Weissmann was discussing the possibility in the context of defamation litigation against Fox that was filed by Dominion Voting Systems, an election technology company that for some reason became a subject of conspiracy theories about the 2020 presidential election and imaginary fraud supposedly responsible for Biden’s well-documented win. Amid recent commentary trying to downplay the significance of the attack on the Capitol by Trump’s rampaging supporters, Carlson restated some of the same deception about the 2020 presidential race that led, through Fox’s role in promoting it, to Dominion’s litigation. Carlson classed the handling of the election with what he explicitly called criminal activity, which, besides dangerously furthering potential incitement for the violent radicals who stormed the Capitol, could also be taken as further maligning Dominion.
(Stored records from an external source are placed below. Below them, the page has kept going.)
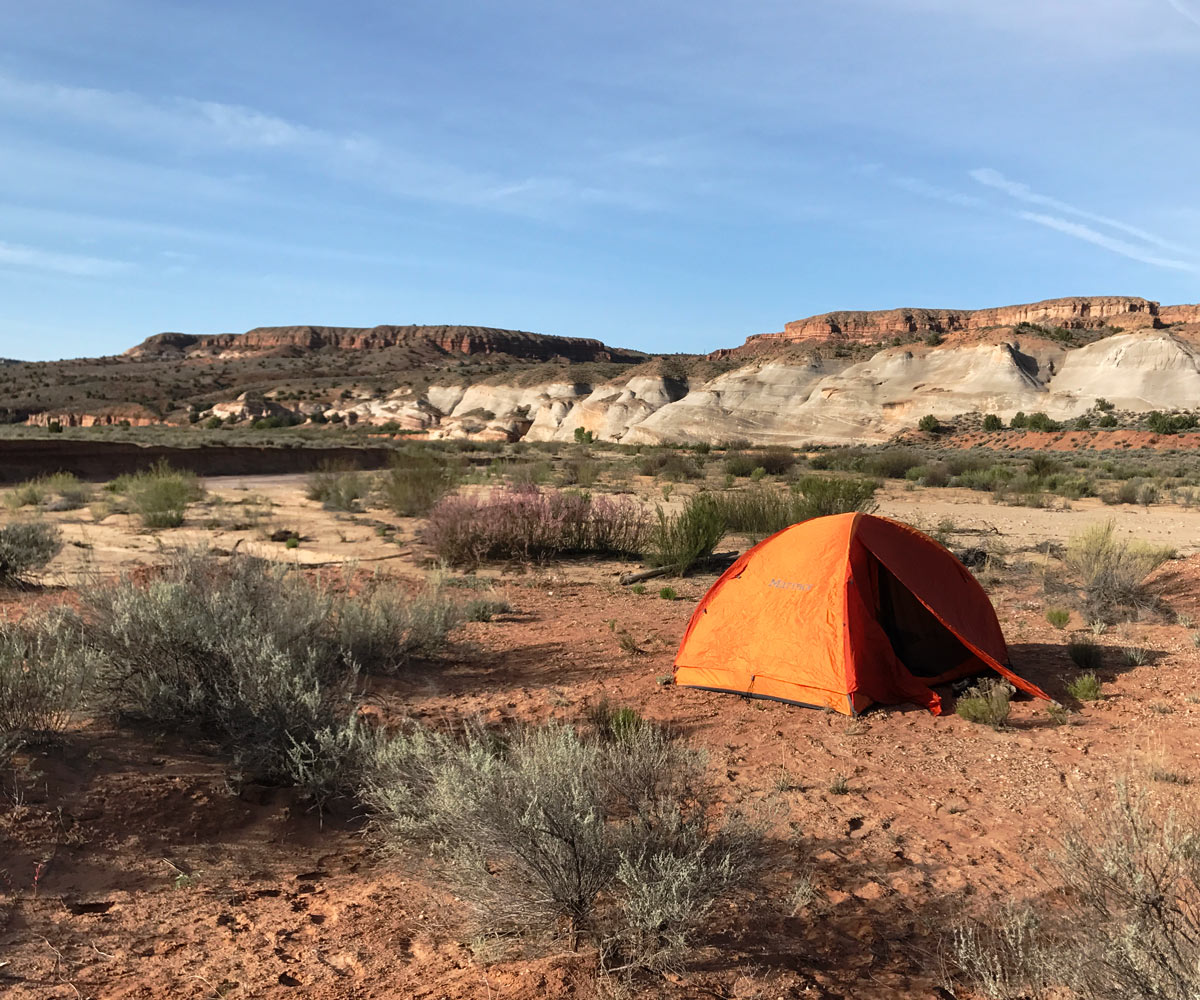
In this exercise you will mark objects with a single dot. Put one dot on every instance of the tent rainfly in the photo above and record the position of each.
(840, 612)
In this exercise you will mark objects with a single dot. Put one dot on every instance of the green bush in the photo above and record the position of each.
(415, 481)
(1041, 421)
(741, 463)
(529, 524)
(252, 657)
(1085, 653)
(681, 540)
(1169, 423)
(41, 680)
(777, 461)
(821, 497)
(25, 548)
(1057, 617)
(160, 496)
(607, 839)
(987, 702)
(1119, 920)
(60, 491)
(1086, 687)
(670, 465)
(337, 489)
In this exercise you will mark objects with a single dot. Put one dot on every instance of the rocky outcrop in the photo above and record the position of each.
(772, 400)
(445, 340)
(1174, 315)
(130, 415)
(1075, 313)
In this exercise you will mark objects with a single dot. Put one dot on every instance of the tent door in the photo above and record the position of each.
(922, 644)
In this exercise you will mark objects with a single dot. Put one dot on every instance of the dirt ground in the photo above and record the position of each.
(137, 867)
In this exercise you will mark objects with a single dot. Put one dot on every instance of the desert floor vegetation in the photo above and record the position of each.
(472, 777)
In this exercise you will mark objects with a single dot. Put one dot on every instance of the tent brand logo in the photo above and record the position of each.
(790, 585)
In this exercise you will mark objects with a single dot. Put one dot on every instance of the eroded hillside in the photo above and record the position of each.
(837, 377)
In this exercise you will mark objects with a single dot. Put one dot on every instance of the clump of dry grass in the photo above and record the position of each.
(1123, 920)
(1113, 570)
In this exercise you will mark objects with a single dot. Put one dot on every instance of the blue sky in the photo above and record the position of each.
(659, 174)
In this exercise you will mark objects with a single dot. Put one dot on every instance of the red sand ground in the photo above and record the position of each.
(136, 868)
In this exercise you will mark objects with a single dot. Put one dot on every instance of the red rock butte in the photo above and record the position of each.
(1083, 312)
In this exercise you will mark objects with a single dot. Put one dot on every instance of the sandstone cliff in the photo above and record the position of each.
(447, 340)
(1091, 312)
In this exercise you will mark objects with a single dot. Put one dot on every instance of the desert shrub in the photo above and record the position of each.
(581, 472)
(933, 474)
(529, 474)
(1041, 421)
(41, 678)
(1127, 492)
(531, 524)
(1086, 687)
(59, 491)
(1169, 423)
(777, 461)
(820, 497)
(1122, 923)
(741, 463)
(25, 548)
(670, 465)
(681, 540)
(160, 495)
(337, 489)
(1085, 653)
(610, 839)
(987, 702)
(761, 512)
(888, 462)
(991, 478)
(415, 481)
(1057, 617)
(251, 656)
(1113, 570)
(757, 512)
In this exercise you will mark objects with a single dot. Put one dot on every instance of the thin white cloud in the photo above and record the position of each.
(1023, 192)
(1125, 249)
(927, 190)
(179, 119)
(1183, 9)
(215, 127)
(19, 256)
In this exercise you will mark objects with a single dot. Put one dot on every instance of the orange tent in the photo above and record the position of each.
(840, 612)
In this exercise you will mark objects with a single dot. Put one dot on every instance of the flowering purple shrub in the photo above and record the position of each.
(529, 524)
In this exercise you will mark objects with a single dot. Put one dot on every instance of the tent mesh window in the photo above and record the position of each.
(922, 644)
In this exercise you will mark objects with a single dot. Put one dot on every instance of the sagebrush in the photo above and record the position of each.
(551, 832)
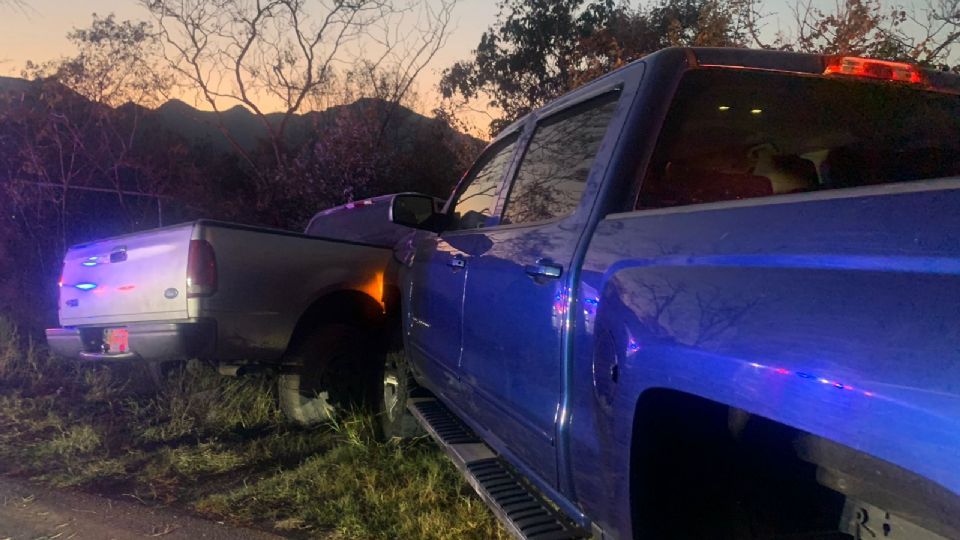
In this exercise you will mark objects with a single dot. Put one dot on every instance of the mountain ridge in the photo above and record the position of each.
(202, 127)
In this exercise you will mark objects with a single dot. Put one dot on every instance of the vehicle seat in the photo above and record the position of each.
(684, 184)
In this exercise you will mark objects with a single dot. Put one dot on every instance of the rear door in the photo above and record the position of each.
(516, 295)
(437, 273)
(133, 278)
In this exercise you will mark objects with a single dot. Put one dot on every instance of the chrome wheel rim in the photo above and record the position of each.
(391, 392)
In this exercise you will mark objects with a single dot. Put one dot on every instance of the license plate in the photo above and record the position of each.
(116, 340)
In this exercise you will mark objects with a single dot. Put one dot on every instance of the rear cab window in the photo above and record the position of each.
(737, 134)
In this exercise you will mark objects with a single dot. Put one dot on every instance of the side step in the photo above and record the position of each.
(523, 511)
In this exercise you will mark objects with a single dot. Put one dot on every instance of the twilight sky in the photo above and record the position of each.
(38, 32)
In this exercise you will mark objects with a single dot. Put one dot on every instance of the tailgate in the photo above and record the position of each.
(137, 277)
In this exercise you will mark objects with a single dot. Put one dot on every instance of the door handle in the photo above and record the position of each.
(544, 268)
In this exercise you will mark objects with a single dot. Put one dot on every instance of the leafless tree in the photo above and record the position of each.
(287, 55)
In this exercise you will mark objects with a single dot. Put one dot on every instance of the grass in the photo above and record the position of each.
(222, 448)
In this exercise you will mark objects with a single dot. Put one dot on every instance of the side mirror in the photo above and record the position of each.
(417, 211)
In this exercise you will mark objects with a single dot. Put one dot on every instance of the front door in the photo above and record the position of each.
(515, 301)
(434, 279)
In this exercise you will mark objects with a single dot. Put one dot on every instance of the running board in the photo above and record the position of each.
(523, 511)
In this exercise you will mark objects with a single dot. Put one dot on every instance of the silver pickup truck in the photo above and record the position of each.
(312, 305)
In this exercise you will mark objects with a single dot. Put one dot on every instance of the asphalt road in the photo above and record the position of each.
(29, 512)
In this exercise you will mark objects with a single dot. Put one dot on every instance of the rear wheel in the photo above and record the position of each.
(329, 371)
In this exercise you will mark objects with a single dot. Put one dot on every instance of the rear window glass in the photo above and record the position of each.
(741, 134)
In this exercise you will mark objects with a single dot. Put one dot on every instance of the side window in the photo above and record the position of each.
(739, 134)
(553, 173)
(472, 205)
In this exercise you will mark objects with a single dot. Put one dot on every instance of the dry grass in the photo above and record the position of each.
(221, 447)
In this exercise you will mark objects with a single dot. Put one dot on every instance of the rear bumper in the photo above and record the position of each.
(147, 341)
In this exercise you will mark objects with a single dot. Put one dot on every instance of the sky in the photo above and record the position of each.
(38, 33)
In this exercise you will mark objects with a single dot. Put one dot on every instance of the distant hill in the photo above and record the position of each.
(201, 128)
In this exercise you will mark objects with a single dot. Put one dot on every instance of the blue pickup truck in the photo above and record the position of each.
(712, 294)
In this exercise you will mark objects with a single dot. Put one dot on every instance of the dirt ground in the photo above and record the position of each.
(28, 511)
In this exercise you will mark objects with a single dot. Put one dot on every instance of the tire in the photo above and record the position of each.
(397, 383)
(329, 372)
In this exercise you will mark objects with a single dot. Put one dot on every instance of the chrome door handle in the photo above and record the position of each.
(544, 268)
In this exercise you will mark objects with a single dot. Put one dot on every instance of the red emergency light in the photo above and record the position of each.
(874, 69)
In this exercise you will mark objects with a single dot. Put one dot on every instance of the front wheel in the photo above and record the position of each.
(395, 420)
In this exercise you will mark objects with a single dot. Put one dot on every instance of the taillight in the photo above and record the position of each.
(201, 269)
(874, 69)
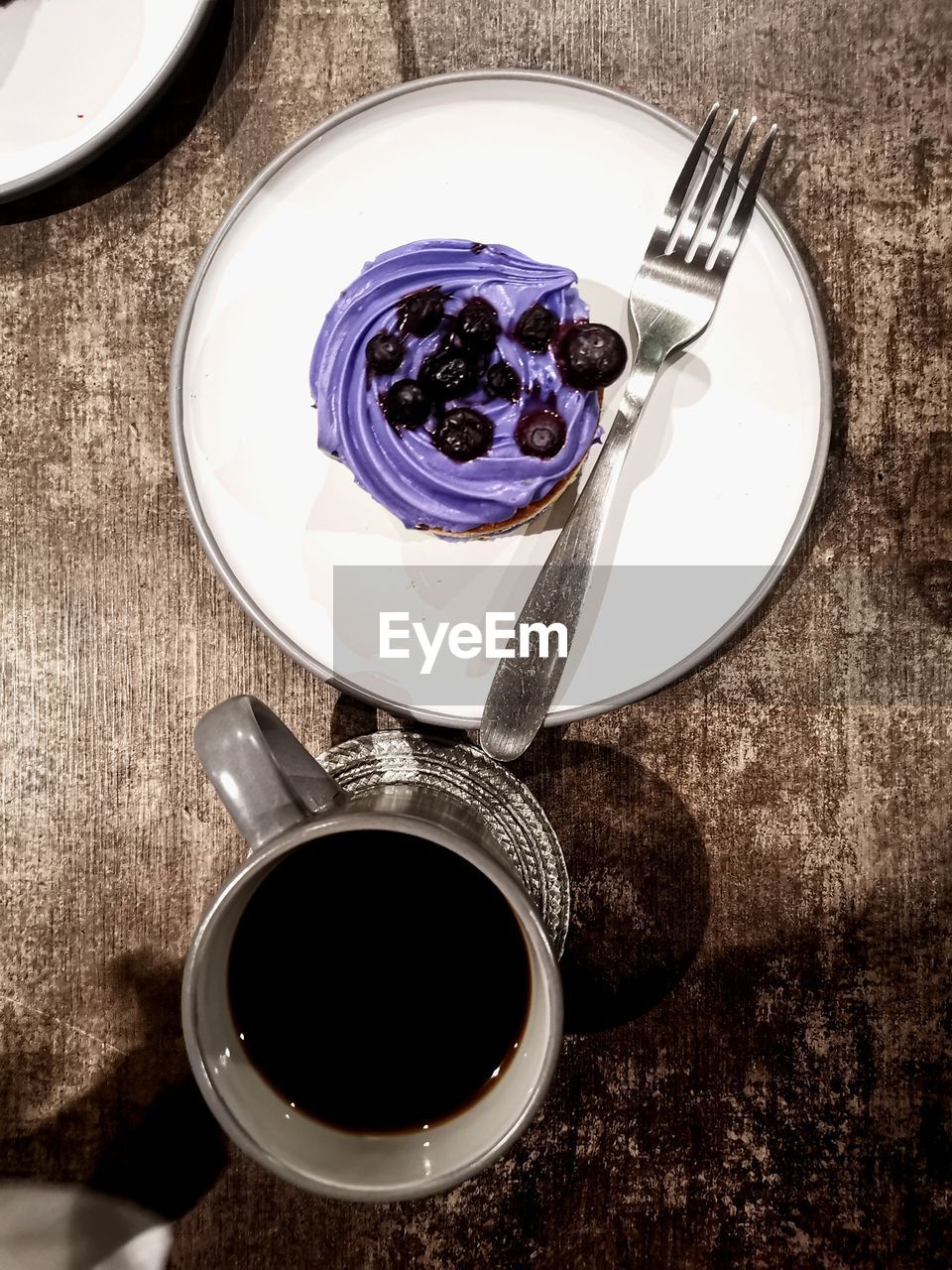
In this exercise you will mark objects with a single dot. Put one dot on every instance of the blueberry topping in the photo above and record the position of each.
(385, 353)
(590, 356)
(463, 434)
(477, 325)
(540, 434)
(448, 373)
(536, 327)
(503, 381)
(405, 405)
(422, 312)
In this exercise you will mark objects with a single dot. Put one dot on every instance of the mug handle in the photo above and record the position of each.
(262, 772)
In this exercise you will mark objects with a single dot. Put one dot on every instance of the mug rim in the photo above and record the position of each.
(539, 948)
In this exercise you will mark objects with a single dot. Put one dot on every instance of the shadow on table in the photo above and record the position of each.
(207, 71)
(639, 879)
(143, 1132)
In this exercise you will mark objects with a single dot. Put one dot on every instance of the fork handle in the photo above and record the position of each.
(524, 688)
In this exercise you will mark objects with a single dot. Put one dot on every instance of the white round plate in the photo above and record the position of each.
(73, 73)
(728, 457)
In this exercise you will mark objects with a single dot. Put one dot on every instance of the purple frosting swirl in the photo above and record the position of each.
(407, 472)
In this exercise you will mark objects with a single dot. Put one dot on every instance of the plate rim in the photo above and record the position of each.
(189, 493)
(70, 163)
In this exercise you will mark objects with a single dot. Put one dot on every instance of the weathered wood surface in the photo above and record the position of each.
(758, 1072)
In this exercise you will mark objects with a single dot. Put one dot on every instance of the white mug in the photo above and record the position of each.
(282, 799)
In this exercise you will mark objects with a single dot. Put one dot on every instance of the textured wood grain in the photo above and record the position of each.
(758, 974)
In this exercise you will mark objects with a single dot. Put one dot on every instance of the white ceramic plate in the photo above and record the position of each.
(73, 73)
(728, 457)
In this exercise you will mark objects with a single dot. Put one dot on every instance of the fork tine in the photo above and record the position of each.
(675, 199)
(746, 209)
(701, 206)
(708, 235)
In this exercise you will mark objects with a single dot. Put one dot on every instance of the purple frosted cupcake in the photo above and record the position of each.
(460, 384)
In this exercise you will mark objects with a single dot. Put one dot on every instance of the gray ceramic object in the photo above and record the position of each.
(217, 556)
(282, 798)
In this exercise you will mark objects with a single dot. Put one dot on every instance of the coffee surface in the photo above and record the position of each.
(379, 982)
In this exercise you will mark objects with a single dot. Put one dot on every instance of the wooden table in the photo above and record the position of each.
(758, 975)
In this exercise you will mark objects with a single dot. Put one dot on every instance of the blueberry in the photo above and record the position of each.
(422, 312)
(385, 353)
(477, 325)
(536, 327)
(463, 434)
(405, 404)
(590, 356)
(540, 434)
(503, 381)
(448, 373)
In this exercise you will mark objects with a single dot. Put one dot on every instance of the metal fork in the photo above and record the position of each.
(671, 303)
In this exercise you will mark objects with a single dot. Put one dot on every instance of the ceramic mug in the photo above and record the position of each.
(281, 799)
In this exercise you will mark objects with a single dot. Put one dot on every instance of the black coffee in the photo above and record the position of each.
(379, 982)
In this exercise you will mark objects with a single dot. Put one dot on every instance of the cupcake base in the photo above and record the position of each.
(518, 518)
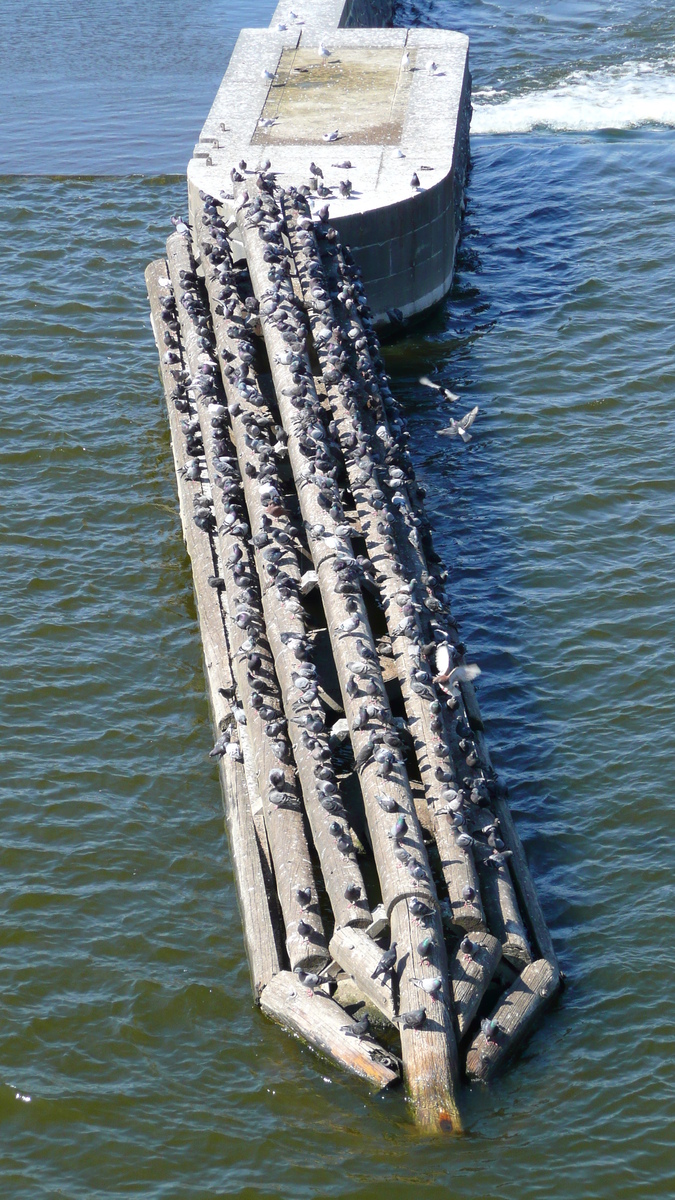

The company’s staff members have already faced widespread threats to their safety from evident believers in the conspiracy theories. “When I watched it last night, I was thinking about the in-house and outside lawyers representing Fox in the Dominion suit,” Weissmann told host Nicolle Wallace. “The amount of money here, it’s not just $1.6 billion. There’s also a potential for punitive damages and the evidence that we’ve seen so far suggests that is a lively possibility… They… have Tucker Carlson, who may very well be a witness in that trial, say things that are just as misleading and phony. And you know, if I was sitting there, if I were Dominion’s lawyers, I was thinking they must’ve been licking their chops at what was being said.”

Weissmann also called Carlson’s comments “really fodder for cross-examination.” Tucker already sat for a deposition, but this stuff could come up at the trial that may be starting soon, assuming there’s no sudden settlement.

Dominion weren’t the only ones potentially defamed by Carlson’s deception. He also once again brought up even the idea that some in the crowd helping drive the Capitol attack may have been federal agents or informants of some kind. Although he made a show of not airing the faces of individuals whose actions he was using to drive that notion for which there remains a lack of evidence, he nonetheless helped provide cover for others out there to keep spreading conspiracy theories of the sort, like about Ray Epps, a Trump supporter who in one instance singled out by conspiracy theorists was apparently trying to actually encourage a fellow member of the crowd against violence.